As I see it, the rapid rise of a mass suburban culture (whose members were primarily from proletarian or rural backgrounds) necessarily overwelmed the precedence of the cultivated bourgeois aesthetic (still visible in New York and San Fransisco). This country grew so fast that economic mobility and aesthetic/ethical standards couldn't rise at the same rate. Schools and universities today hold no pretensions of fostering a common culture--hence economic efficency easily rose to the fore as the primary factor in consumer choice. Finally, I think most of the masses stopped caring about the idea of high culture as an ideal at some point in the 70s-80s. Aesthetic elitism (and class difference) became irrelevant in a way that hasn't yet occured in Europe.

Academic-bashers would blame the post-modernists for blurring the line between high and low culture, hence devaluing (at least inadvertently, if not purposefully) the former. I doubt that's the reason. It seems more likely that theorists of that time period were simply intellectualizing the devaluation that was happening everywhere, if your time frame correct. I don't know that much about cultural trends of the past 30 years to claim that's right, but it sounds true. Wouldn't you say that part of the reason people stopped caring about high culture can be traced to the decline in quality of public education coupled with the massive expansion of television?

t's not all bad. Americans have way more access to consumer services than any other nation, and the poor here can afford far more than the poor elsewhere. There is little class conflict because little besides money seperates the classes. But we decimated our communities--and with the decline of community, I think there is a corresponding decline in virtue and responsibility. I think there is a legitimate argument to be made that city life holds definite advantages over suburban life in terms of the quality of citizens it produces, but that's a difficult issue, since a partisan for suburbia can retort with a family-based argument.

Poverty in America means you can only afford a 27" television and one car. Not to pass over the truly impoverished of which there are plenty, but those that are generally considered poor would still be seen as rich by the truly poor around the world. I really don't think access to more consumer services makes up for the decline in respect for education and culture, though. Consumerism can only attend to material needs.

Posted by: mallarme at January 22, 2005 10:58 AM

In all honesty, I doubt public education was ever "better" in the US. Way back in the day, school teachers (and lawyers) usually didn't have any college education.

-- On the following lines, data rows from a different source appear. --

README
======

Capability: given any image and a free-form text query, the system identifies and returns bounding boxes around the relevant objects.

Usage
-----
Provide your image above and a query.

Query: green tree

But I also think television and other consumption-related activities deflated progressive possibilities opened up by material progress. I once read an interview with a disenchanted labor and women's rights activist (she had taken part in the 1919 marches), where she voices her disapointment that the masses waste the precious time produced by determined and difficult activism watching Hollywood Squares, while she and her Progressive contemporaries had read Shakespheare by candlelight after 60 hour workweeks. According to this narrative, the kind of productive proletarian character envisioned by early 20th century activists (which would supposedly emerge with greater human equality) was headed off by the invention of limitless opportunities for mindless consumption.

Whether this is fair or not, I think television has helped popularize models of successful and happy human beings that don't necessarily follow the traditional roads to virtue--education, culture, religion, etc. Television expands society's communications and national cohesion, but it seems to have limited capacity to help sponser productive and socialized human beings.